Liberty business grows with the times
Owning a butcher shop isn’t exactly what Kinkade would’ve imagined herself doing out of college. She entered the business at just 21, a graduate from Kansas State University with a degree in agriculture and business.
At one point in time, she planned to go to veterinary school. But after pursuing her family’s long talked-about dream goal of opening a butcher shop, she’s fulfilled getting to share that passion with the public.
Plus, she loves her customers.
“There’s a lot of people that come in here that we know their names, their orders,” she said.

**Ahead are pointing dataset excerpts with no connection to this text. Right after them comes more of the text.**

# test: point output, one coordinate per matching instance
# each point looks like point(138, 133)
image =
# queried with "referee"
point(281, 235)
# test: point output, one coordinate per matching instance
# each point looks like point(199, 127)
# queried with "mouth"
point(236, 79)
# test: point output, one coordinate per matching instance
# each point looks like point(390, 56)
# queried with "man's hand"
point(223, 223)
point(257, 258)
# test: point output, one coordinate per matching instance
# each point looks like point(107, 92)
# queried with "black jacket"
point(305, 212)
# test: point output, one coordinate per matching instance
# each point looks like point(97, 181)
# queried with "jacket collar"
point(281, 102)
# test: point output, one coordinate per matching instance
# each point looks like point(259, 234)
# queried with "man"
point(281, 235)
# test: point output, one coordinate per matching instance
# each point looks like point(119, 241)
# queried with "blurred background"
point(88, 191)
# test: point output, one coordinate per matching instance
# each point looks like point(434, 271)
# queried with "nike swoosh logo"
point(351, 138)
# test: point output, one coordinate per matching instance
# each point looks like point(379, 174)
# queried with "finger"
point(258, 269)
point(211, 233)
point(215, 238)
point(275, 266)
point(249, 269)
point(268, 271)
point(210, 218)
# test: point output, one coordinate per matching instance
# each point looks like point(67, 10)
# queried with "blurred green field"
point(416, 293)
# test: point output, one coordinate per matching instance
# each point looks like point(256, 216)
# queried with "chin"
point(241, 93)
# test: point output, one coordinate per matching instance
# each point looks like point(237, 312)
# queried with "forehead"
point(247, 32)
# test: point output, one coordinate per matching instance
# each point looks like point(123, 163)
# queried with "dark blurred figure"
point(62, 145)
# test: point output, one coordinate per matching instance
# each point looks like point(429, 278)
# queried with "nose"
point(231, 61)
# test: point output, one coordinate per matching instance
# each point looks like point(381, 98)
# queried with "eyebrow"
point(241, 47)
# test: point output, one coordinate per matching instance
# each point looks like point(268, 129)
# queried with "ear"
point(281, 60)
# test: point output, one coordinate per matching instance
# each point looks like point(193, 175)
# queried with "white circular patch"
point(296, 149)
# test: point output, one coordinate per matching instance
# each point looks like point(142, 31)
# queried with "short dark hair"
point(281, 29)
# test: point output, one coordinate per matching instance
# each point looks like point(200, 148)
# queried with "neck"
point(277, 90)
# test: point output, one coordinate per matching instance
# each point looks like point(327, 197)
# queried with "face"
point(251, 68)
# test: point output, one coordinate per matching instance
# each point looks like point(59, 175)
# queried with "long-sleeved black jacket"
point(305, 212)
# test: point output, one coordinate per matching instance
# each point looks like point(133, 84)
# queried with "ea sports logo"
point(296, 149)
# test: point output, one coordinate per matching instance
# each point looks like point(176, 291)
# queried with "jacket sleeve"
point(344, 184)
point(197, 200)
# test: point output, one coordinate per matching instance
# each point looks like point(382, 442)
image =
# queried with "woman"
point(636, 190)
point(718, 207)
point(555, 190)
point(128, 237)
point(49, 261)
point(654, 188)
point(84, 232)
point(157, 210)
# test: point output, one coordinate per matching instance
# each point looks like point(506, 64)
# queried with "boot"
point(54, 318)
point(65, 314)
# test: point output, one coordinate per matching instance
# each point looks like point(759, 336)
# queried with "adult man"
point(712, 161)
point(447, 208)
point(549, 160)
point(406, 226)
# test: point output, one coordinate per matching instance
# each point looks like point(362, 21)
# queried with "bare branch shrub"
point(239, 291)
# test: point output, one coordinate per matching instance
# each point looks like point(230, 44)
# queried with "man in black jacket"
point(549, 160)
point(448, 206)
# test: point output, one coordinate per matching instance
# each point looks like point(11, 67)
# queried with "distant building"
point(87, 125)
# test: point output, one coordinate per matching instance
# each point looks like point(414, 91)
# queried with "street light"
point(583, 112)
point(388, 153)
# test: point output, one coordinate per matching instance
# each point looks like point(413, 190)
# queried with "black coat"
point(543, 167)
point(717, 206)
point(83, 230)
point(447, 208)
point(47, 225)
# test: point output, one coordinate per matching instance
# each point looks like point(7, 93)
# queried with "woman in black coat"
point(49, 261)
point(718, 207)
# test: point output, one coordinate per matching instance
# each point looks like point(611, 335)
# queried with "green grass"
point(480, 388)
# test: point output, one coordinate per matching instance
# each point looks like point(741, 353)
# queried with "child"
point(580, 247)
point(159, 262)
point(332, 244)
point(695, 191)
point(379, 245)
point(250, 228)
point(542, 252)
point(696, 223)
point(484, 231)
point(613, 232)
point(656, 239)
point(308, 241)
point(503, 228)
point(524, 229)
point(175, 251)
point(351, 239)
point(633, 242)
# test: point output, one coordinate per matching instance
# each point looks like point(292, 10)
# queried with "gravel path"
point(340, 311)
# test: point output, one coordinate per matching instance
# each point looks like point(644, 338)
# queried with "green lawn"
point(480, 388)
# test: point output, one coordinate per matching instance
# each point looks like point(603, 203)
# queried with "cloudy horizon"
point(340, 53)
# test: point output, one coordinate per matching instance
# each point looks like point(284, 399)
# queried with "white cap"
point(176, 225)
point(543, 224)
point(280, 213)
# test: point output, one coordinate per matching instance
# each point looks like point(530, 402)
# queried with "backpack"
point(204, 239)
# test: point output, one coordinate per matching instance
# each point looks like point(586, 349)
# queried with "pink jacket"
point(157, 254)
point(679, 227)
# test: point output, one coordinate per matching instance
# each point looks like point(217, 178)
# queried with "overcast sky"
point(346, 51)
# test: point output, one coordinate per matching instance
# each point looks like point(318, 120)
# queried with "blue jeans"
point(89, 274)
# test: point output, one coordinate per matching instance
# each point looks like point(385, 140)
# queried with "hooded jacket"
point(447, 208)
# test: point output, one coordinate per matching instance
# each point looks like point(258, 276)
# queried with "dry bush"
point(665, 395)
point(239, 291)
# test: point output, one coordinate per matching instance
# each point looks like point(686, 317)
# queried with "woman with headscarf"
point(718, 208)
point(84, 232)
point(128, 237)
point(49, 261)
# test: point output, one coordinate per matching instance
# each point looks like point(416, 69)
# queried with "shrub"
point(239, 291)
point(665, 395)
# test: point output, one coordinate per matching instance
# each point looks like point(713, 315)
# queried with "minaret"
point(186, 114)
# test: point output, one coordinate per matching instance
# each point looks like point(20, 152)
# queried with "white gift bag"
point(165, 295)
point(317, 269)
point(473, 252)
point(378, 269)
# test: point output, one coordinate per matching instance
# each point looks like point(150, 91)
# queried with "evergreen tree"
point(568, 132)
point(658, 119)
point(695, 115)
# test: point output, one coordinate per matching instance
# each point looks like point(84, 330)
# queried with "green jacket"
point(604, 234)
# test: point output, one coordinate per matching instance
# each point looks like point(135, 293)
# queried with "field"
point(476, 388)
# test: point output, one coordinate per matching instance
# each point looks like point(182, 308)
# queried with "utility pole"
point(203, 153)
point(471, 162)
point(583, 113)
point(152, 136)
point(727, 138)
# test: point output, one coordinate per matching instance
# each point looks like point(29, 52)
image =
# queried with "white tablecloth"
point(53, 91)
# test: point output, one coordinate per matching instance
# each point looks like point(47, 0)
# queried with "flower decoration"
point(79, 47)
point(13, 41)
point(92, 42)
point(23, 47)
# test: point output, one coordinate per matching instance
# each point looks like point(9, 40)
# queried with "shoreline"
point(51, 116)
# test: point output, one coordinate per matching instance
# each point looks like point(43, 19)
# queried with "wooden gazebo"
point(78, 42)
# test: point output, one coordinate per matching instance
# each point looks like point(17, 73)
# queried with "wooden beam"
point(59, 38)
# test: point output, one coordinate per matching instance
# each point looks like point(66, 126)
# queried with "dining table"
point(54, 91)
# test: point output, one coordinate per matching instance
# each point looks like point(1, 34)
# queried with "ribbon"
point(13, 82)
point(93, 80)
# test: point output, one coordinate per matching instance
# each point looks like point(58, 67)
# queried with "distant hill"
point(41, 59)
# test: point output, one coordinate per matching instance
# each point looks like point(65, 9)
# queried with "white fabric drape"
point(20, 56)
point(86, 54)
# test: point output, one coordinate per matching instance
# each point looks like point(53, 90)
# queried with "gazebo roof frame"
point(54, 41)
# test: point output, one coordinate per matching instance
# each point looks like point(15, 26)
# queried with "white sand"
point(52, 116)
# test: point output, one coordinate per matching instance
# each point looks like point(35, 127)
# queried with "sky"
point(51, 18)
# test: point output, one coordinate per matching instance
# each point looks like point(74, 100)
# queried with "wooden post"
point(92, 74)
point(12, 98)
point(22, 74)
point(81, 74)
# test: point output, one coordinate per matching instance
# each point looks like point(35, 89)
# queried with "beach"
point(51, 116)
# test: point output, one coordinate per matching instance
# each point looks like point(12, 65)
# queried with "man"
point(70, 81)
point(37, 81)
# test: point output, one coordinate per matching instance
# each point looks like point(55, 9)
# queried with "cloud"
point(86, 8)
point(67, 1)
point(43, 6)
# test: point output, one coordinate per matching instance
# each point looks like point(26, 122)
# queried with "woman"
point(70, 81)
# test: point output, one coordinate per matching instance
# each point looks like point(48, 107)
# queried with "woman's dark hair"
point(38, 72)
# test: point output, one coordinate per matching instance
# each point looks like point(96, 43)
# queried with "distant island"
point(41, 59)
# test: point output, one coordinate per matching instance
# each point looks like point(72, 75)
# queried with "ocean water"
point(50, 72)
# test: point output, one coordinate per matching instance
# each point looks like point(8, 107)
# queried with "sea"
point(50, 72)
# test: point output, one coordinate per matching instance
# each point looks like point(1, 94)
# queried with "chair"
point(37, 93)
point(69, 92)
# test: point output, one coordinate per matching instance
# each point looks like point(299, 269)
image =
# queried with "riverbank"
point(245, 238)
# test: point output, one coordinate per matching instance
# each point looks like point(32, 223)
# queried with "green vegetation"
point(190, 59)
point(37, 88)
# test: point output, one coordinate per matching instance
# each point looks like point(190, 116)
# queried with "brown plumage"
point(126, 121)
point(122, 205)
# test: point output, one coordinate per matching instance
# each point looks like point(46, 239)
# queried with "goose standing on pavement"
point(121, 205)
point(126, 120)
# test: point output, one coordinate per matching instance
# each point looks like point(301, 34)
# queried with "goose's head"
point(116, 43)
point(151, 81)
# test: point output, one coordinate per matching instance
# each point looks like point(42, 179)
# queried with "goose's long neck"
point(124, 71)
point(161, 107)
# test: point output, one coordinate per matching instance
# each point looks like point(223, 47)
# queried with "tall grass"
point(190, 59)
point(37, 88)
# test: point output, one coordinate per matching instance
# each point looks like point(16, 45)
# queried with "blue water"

When she first started, she hadn’t met many women who worked in butcher shops, let alone owned one. But that challenge alone pushed her to further success.
With a smile, Kinkade told The Star that she loves being in a male-dominated industry.
“It almost makes me want to get more women involved,” she said. “I’m confident in who I am and the knowledge I have.”
The butcher shop’s growing fan base is a large reason why they upgraded their space from a mere 1,280 square feet to about 4,000 in December, just 2 miles from the previous store.
“We were very limited there,” general manager Dena Kelly said of the original location. Already, customers are asking if they’ll move into an even bigger space. Not yet, Kinkade said.
Offering competition-grade meats and custom cuts, Upper Cut’s cooked menu includes the Thai Chili Chicken Ranch Burger ($24.99), Meme’s Million Dollar Burger ($24.99), The Butcher’s Blend Steak Burger ($19.99) and more.
And, of course, the impressive Meat Mountain. Nobody’s beat the challenge yet, Kinkade said.
“I think people have fun here, and I want that to come across in a video,” she said. “I want to be innovative, I want to try something new.”